Cynical Me?

And you think I'm curmudgeon? I'll look like Norman Vincent Peale after you read read this from Kevin Mitchell in The Observer:

I'm not sure I was as excited about my first Masters as Charles Howell III was about his. He grew up three miles down the road, after all. And he was playing. I'm just scribbling, as pleasant a task as that is.

Charles III (what is it about American golfers that their parents can't think of a different first name for them?) said he was so in awe of the Augusta National Club and the event before being invited to play here for the first time in 2001: 'Even if they made us hit wooden drivers and gutta-percha balls, I'd show up and be happy just to be there.'

It was the kid's entry in the pass-the-bucket all-comers' championship for baloney.
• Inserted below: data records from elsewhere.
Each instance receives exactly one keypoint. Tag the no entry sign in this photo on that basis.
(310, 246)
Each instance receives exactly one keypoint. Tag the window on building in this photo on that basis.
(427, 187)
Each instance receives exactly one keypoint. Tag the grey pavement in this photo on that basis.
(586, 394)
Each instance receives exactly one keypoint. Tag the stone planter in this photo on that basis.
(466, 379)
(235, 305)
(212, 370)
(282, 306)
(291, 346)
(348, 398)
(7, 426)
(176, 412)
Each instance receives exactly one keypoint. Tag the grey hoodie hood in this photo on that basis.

Golf and Americans love that stuff: the wonder of the game and the history and the honour and how they'd like to be buried at Amen Corner, if only the guys in the clubhouse would let them, and 'please, please, Hootie, let the sun shine on all my hopes and dreams' - and, if you haven't already, God bless America.
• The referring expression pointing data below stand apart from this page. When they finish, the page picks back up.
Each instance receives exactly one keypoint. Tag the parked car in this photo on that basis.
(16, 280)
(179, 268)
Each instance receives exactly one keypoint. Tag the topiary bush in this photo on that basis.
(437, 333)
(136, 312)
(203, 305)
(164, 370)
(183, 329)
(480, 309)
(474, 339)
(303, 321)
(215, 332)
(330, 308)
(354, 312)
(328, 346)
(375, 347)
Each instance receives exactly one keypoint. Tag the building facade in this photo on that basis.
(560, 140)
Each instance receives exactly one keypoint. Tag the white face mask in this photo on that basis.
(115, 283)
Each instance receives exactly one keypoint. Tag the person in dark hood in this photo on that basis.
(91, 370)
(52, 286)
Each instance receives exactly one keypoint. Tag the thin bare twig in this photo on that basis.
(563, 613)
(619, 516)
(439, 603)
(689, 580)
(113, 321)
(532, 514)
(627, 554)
The writers write it down because it looks great in print.

Cynical me? A bit. There is romance and history at Augusta and it must be a thrill for any young player to be on that stage. And a heart-arresting experience to win it. But there is no shortage of horse shit in the azaleas, either. This year's programme fairly dribbles with testimonials from players about the orgasmic experience of being allowed in to golf's earthly paradise.
Wow...oh there's more. Wally, close your eyes.
Maybe they are fit to bursting. But golfers, like all professional athletes, are in sport for one reason: the result. As a rival boxing trainer once observed of the all-dancing Sheffield fighter Herol Graham (who had been described as poetry in motion): 'Nobody ever got knocked out by a poem.'

Yet golf, more than any other sport, drowns in its own schmaltz. Which is odd. Because, for all their love of a soundbite, golfers are pragmatists who work their backsides off honing their game by the millimetre to get just the slightest edge on their opponents (and the course). No amount of sentiment is going to distract them from their work when they step up to the tee.

And where they leave the past behind is in the laboratories of the multinational equipment manufacturers. People there, who might otherwise be finding a cure for cancer or shoes that talk, are paid a lot of money to make clubs that look and sound as if they could fly you to the moon.

That's where the pretence stops. It's not Hootie Johnson, Augusta's chairman, who is golf's overlord. The real oligarchs of the game are the guys who run Nike and all the other fat companies.